Tutto il mito è, come sempre, un’allegoria, un modo semplice per raccontare il complesso; Nicola Abbagnano, autore del manuale su cui hanno studiato generazioni di studenti, spiega che Atteone è simbolo dell’intelletto a caccia della verità e che Diana rappresenta quella verità, nuda e svelata come l’etimologia della parola in greco vuole dirci, a-letheia, senza nascondimento. Una volta intravista la verità, nulla può rimanere immutato, quel confine tra il finito e l’infinito non è più netto, non si intravede più la linea condivisa ma tutto si fa confuso e il limitrofo non è più quel somigliante nel quale mi riconosco, non è più l’affine che mi conforta, è il diverso che devo essere disposto a diventare, è la voce che udivo cantare e che diventa il mio canto.
I miti hanno sempre una componente apparentemente feroce, elementi, concedetemi la libertà di espressione, vagamente splatter, ma non vi è ferocia nel racconto di Bruno, semmai consapevolezza che la ricerca intellettuale, quella febbre causata dall’Amore, non può che portare alla trasformazione, all’essere strappati via da sé, come nel mito del musicista Marsia che sfidò Apollo in una gara e perdendo pagò con il supplizio della scorticatura, fu, in poche parole, strappato via da sé stesso. Come dicevo, la morte del cacciatore non ha tanta crudeltà come può sembrare, lo stesso Bruno la pone in relazione alla “morte di bacio” descritta da Salomone nel “Cantico dei Cantici”.
Presso la Reggia di Caserta è possibile ammirare un gruppo marmoreo che riproduce il mito raccontato da Bruno, anche la scultura sembra cancellare il confine, la sottile linea tra il mobile e l’immobile, i cani si muovono verso Atteone e l’eroe furioso è pietrificato in quel supplizio dei morsi che mastini e veltri continuano a infliggergli da secoli.

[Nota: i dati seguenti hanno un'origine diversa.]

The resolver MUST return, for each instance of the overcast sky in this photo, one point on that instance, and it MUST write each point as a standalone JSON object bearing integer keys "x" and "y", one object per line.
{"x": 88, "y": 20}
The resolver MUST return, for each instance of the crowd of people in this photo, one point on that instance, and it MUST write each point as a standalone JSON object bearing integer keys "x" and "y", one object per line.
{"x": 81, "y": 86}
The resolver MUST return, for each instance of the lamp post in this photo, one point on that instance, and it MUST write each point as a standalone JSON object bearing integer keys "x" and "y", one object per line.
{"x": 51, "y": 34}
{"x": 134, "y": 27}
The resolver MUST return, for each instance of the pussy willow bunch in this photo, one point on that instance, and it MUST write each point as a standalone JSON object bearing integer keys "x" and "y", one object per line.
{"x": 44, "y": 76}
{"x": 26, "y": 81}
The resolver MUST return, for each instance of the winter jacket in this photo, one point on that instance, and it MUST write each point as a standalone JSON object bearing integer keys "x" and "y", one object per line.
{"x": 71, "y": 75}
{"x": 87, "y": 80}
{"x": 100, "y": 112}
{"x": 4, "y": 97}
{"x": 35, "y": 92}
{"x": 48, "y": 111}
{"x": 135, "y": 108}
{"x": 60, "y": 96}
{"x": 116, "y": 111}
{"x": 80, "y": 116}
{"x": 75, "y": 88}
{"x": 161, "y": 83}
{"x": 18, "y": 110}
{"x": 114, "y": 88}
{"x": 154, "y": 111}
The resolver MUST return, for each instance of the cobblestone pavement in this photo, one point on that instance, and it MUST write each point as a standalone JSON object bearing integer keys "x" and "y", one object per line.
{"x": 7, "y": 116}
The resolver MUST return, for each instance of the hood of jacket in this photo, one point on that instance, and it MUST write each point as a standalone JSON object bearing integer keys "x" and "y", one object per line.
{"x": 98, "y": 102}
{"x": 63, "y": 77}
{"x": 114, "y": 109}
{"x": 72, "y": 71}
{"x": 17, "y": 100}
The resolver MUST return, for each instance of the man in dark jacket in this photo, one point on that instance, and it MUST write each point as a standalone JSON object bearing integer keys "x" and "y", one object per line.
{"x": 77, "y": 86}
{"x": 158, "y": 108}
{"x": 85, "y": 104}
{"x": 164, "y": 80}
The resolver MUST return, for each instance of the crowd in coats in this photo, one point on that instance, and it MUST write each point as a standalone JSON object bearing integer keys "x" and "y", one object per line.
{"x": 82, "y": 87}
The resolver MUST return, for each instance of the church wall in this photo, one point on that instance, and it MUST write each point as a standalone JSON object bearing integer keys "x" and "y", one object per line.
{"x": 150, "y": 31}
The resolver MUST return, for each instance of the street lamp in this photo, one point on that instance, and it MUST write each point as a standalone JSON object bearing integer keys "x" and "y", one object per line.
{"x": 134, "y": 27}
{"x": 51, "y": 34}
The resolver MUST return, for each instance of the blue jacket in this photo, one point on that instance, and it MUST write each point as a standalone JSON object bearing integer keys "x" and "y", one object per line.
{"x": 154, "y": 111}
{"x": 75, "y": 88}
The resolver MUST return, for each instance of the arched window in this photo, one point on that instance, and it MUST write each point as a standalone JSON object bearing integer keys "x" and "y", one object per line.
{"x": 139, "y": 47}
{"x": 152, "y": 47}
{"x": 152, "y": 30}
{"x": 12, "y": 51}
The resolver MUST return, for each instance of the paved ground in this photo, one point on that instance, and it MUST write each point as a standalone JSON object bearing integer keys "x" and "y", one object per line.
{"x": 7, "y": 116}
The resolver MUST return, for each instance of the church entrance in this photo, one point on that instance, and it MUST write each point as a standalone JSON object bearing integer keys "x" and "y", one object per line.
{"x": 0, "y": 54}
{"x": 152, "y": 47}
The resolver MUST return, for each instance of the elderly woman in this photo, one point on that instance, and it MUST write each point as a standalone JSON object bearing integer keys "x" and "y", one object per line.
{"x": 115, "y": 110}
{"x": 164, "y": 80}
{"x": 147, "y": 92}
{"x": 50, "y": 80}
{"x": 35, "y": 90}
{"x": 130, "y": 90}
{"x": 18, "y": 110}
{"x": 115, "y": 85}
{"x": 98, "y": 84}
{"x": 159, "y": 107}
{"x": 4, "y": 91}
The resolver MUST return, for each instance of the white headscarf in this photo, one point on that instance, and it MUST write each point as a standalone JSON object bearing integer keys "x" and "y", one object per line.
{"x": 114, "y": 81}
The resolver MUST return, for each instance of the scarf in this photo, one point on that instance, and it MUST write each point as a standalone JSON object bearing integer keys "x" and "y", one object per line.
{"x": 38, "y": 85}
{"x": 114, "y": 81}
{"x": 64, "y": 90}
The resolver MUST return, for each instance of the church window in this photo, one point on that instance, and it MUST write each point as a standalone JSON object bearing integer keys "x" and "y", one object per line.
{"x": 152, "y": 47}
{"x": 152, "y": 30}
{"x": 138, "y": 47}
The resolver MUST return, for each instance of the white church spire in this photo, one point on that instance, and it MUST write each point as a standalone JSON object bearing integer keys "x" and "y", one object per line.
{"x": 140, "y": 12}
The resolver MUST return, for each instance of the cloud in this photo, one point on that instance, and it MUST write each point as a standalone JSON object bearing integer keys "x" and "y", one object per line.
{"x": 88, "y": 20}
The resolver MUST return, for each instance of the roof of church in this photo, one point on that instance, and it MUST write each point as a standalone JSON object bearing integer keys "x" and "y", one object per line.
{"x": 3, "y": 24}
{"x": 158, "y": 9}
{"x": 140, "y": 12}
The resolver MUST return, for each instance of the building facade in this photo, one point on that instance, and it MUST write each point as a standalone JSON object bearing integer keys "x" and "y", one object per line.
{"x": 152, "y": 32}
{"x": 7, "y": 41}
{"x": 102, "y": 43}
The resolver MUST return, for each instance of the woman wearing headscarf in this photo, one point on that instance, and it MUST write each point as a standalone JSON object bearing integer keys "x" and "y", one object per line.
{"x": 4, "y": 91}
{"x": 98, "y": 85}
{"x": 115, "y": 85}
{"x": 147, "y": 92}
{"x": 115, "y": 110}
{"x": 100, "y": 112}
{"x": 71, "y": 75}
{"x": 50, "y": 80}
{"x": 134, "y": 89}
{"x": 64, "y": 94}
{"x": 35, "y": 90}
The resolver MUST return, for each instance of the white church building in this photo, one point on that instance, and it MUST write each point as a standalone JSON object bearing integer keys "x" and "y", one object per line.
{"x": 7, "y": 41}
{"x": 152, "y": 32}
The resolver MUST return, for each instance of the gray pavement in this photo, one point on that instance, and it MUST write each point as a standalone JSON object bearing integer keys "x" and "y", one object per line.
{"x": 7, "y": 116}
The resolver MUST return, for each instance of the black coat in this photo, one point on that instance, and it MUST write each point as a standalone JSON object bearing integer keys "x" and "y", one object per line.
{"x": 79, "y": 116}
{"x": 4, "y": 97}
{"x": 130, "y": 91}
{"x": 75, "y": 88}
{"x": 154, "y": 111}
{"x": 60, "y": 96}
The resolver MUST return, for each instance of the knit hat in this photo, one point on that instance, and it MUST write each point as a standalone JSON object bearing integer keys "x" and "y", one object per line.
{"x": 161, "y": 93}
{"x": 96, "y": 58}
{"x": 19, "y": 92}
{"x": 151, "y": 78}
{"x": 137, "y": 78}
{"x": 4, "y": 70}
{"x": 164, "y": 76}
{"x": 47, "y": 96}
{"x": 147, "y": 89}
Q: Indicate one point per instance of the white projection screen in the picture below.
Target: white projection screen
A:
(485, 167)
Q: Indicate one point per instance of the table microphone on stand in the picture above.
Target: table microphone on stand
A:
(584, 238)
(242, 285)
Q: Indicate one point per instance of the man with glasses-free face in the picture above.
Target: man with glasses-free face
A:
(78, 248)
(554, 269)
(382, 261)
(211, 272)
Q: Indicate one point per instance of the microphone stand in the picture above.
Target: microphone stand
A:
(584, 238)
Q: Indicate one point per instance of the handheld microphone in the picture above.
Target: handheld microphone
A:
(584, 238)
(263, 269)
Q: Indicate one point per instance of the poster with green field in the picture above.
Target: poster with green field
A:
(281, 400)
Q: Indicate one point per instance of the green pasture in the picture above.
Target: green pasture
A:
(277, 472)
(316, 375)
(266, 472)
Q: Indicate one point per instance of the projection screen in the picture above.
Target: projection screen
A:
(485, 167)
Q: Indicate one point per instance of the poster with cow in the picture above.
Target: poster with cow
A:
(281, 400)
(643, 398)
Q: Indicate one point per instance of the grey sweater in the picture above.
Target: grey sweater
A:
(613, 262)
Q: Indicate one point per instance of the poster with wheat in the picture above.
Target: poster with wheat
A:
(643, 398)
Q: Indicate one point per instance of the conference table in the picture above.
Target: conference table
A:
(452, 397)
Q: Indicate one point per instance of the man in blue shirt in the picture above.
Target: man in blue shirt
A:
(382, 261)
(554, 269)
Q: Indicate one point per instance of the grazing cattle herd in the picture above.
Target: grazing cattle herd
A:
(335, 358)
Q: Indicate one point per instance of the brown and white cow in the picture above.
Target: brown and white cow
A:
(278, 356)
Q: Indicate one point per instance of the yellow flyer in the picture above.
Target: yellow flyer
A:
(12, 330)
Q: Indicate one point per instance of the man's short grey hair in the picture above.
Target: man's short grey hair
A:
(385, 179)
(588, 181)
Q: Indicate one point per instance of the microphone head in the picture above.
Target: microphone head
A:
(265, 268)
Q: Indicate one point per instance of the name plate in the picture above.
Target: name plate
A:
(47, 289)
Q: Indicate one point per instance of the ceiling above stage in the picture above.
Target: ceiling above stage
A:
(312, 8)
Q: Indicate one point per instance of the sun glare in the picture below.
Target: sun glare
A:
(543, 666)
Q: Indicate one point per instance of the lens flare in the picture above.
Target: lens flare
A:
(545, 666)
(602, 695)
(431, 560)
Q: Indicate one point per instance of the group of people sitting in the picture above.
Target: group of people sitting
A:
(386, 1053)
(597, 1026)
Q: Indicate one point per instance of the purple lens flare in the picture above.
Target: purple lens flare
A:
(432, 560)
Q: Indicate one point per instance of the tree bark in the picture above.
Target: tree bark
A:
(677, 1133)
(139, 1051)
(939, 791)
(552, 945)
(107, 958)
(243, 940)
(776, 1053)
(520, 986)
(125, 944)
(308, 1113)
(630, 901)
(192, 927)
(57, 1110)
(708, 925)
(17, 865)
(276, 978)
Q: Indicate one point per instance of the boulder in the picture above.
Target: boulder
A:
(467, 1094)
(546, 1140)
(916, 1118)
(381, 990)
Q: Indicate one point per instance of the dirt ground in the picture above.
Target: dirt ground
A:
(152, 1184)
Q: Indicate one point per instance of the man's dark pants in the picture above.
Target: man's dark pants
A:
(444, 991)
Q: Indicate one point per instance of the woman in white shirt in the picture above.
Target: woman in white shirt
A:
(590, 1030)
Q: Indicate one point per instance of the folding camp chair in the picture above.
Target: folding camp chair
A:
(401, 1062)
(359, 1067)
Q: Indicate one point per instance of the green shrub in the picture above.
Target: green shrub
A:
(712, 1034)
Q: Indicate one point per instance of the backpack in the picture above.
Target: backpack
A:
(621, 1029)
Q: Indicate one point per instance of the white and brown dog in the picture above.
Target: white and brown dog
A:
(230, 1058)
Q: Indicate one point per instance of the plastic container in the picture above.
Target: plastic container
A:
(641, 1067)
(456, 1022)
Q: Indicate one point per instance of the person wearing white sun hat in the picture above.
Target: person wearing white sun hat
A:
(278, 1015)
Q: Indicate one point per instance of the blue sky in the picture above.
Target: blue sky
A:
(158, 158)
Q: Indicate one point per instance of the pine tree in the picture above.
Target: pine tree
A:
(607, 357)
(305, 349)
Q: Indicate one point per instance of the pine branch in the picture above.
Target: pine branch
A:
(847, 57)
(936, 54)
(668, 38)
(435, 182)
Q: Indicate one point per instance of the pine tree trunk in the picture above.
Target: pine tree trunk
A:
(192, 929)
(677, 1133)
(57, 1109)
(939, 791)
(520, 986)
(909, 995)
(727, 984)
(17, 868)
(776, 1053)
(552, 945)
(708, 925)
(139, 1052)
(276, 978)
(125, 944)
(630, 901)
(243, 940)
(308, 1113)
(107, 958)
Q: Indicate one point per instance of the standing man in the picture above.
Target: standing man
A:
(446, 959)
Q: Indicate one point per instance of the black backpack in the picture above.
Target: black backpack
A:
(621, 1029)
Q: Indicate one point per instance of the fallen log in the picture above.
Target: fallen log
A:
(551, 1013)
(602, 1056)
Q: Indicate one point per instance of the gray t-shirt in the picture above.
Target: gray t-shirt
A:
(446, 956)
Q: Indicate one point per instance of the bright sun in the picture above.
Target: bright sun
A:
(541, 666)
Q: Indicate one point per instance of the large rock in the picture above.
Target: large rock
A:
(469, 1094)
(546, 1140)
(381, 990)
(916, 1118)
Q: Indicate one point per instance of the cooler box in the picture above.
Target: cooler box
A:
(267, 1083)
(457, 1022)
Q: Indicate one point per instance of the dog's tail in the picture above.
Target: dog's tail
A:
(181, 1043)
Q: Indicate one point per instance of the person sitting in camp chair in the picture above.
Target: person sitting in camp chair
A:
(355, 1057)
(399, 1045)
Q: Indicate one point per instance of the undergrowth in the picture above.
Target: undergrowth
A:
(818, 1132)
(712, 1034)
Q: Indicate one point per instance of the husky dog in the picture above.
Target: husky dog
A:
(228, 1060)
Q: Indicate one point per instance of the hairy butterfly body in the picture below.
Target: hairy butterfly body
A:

Raccontare l’affine è un’operazione romantica, un elogio della nostalgia; ne “I discepoli di Sais” il poeta Novalis racconta il senso dell’affine attraverso il fiabesco. La storia di “Giacinto e Fiorellin di Rosa” è un mito moderno che spiega come colui che si mette alla ricerca del vero trova, nel volto dell’altro, una parte di sé. Giacinto ha perso il suo amore Fiorellin di Rosa e intraprende un viaggio per recarsi dalla dea Iside, la dea dal volto velato, in modo da poter essere consolato; giunto al cospetto della divinità, il protagonista trova il coraggio di sollevare quel velo, come il gesto dello sposo alla sua sposa e, in quell’istante, trova il suo amore perduto e vede sé stesso nel volto di Iside.
La filosofia e la letteratura hanno declinato in ogni modo possibile il viaggio verso il vero riconducendolo al ritrovamento del sé nell’altro, o meglio, alla perdita del sé nell’altro; quando il capitano Achab giunge finalmente a Moby Dick, deve inabissarsi con lei per poterla possedere, quando “il vecchio” di Hemingway porta a casa il suo marlin, esso è divorato dai pescecani perché l’uomo e la natura sono destinati a fondersi, ciò che appare al di là della linea, è abbracciato dalla linea, ciò che era affine si fa identitario.
Ogni confine è una linea d’orizzonte entro la quale ci muoviamo, ogni radice affonda nella terra mobile della memoria, ogni affinità racconta chi siamo attraverso lo sguardo dell’altro, una verità che si fa carne e sangue solo quando siamo disposti a cedere una parte di noi stessi a quell’altro che sembrava straniero e che invece è fratello.